Eric had long assumed it was a story he would take to his grave.  But as he neared his eightieth birthday, the memories were strengthening, getting more vivid.  He could barely remember what he did the day before or when to take his blood pressure and cholesterol-fighting medications, but what transpired on a warm June night in New York became crystal clear, though it was six decades ago.   For the first time in his married life, he yearned to tell his dutiful, faithful wife what had happened.  He had participated in the Stonewall riots.  Before he married, had children and embarked upon a semi-successful career at the bank, he had been, once, at the forefront of history.

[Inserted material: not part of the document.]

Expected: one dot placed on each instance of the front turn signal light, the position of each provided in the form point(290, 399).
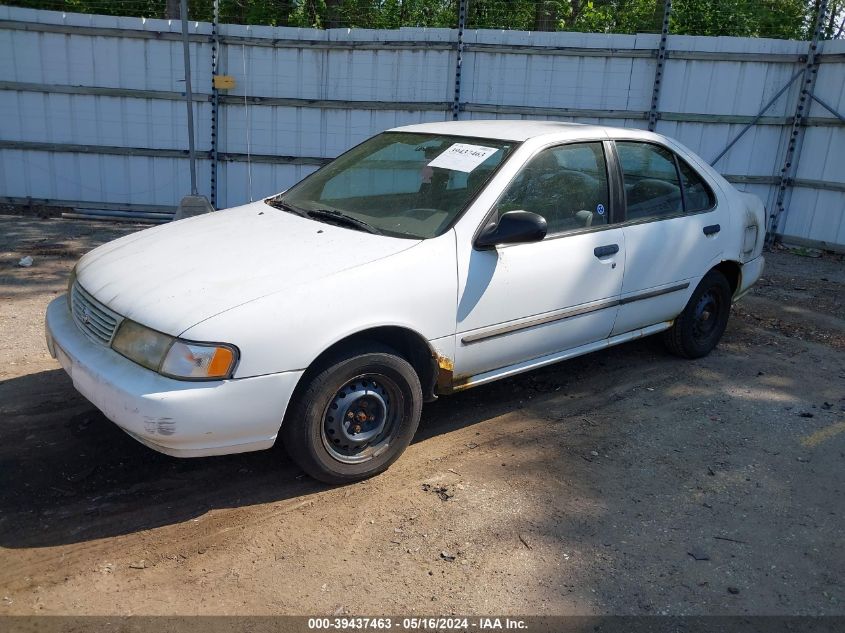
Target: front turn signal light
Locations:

It’s June 1969, and he’s wearing a pale yellow, plaid, button-down shirt and a pair of ripped dungarees, the only clothes he owns.  He has unruly black hair and a youthful, androgenous look that attracts wealthy and dangerous men.  At sixteen, he’s already streetwise, with all that entails, living on the dirty, rubbish-filled streets of Lower Manhattan with the other vagabonds.    He’s found salvation in a place called the Stonewall Inn, where they accept him, even cherish him, despite his ungodly attractions.  When he was kicked out of his house by his knife-wielding father after he was caught with his mother’s dress two years earlier, he couldn’t have imagined that he could still find Paradise in this world.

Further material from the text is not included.